Thursday, April 03, 2008

Morning Sickness

Brain-Hand Coordination-

Class registration menu
Go to list of courses
Select appropriate course
View course details
View class timing

8 AM- 3 days a week.

Hand stops. Brain function goes frantic.

8 AM? Who wakes up at 8 AM on a Monday morning to go to class? Do you know what 8 am classes mean?

No more shutting off the alarm and going back to sleep. Catching the bus at least by 7:30 AM, breakfast or no breakfast. Spending Sunday doing homework and going to sleep at 9 pm.

8 am, come rain, hail, storm, snow, sun, light, darkness, cold, or fog.

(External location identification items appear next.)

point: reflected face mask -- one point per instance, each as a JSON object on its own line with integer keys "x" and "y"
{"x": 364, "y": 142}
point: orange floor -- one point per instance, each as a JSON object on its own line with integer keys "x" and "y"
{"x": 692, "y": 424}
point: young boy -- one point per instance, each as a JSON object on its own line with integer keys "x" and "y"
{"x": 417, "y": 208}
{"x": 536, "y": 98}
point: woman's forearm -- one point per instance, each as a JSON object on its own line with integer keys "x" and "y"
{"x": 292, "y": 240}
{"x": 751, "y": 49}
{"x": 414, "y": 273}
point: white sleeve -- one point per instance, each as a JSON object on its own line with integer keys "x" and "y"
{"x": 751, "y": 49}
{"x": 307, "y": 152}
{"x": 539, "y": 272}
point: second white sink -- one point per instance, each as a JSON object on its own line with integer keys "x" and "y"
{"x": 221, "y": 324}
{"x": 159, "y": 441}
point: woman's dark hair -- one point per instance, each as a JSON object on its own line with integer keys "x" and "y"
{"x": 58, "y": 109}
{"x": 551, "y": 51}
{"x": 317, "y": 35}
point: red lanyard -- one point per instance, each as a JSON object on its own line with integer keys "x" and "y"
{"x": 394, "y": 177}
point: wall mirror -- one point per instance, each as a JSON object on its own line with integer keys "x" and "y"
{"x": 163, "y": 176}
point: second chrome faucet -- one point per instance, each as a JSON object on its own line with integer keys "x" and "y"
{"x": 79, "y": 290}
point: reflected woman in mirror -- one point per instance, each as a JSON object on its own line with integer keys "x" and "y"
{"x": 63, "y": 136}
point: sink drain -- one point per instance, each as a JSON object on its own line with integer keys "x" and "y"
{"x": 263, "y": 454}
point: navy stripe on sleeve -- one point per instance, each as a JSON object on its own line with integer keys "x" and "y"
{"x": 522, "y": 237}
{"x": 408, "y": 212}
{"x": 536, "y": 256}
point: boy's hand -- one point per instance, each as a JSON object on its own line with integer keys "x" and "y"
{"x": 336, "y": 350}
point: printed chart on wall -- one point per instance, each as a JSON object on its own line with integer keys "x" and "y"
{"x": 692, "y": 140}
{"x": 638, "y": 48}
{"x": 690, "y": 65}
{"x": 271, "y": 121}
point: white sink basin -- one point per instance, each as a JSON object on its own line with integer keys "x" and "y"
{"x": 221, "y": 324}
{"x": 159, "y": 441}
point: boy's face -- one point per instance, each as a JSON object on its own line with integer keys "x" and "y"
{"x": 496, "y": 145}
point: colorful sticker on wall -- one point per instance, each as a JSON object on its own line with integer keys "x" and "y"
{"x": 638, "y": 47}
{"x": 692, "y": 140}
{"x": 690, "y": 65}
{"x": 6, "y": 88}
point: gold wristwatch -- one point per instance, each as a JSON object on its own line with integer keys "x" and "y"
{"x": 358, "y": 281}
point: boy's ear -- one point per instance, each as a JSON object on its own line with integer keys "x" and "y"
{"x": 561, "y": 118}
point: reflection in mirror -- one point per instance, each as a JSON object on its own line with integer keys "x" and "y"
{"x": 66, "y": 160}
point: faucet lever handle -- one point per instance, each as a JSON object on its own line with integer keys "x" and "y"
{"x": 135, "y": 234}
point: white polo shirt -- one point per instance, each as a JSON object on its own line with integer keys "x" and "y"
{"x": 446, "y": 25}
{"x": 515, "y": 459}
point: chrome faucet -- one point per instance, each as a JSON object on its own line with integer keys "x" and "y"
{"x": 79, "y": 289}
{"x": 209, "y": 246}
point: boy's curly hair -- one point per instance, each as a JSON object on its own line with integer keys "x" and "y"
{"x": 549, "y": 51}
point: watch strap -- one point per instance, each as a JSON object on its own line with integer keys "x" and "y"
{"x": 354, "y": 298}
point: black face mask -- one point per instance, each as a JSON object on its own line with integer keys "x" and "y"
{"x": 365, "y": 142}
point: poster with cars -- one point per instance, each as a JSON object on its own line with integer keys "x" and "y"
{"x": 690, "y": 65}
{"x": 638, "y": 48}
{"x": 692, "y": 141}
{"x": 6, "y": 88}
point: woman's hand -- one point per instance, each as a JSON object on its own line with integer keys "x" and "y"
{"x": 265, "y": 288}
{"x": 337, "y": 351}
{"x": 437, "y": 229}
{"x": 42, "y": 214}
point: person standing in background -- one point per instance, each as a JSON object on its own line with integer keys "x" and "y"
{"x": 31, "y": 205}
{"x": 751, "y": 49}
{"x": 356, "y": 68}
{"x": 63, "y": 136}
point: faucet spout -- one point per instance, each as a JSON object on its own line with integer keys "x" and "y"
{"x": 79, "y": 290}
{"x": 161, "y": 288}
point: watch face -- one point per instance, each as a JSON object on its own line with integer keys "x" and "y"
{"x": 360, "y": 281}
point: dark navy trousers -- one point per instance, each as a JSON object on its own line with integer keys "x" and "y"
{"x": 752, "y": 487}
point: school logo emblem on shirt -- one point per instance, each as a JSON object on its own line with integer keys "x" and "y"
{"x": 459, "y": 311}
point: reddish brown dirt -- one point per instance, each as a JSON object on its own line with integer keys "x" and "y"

8 am means being done by 10 AM and not knowing what to do with the rest of the day. And coming back when people are just starting to go to school.

It means arranging for breakfast at night and probably going to sleep wearing the next day's clothes just to get those extra 10 minutes of much yearned sleep. It means not caring about dress, hair, or looks, and getting into the department still half dazed and yawning. 

It means finishing all the pre-assigned readings by Sunday night, and not waiting until Monday. Which also implies getting the class handouts printed way before Sunday (I currently print it Monday morning).

It means not being able to wave sleepily to my roommate anymore and wonder how lucky I am before going back to slumber?

8 AM? Even for exams? But who will wake me up? 

Seems it is gonna be a tough quarter. Three days a week of morning sickness for the first trimester. No puns intended.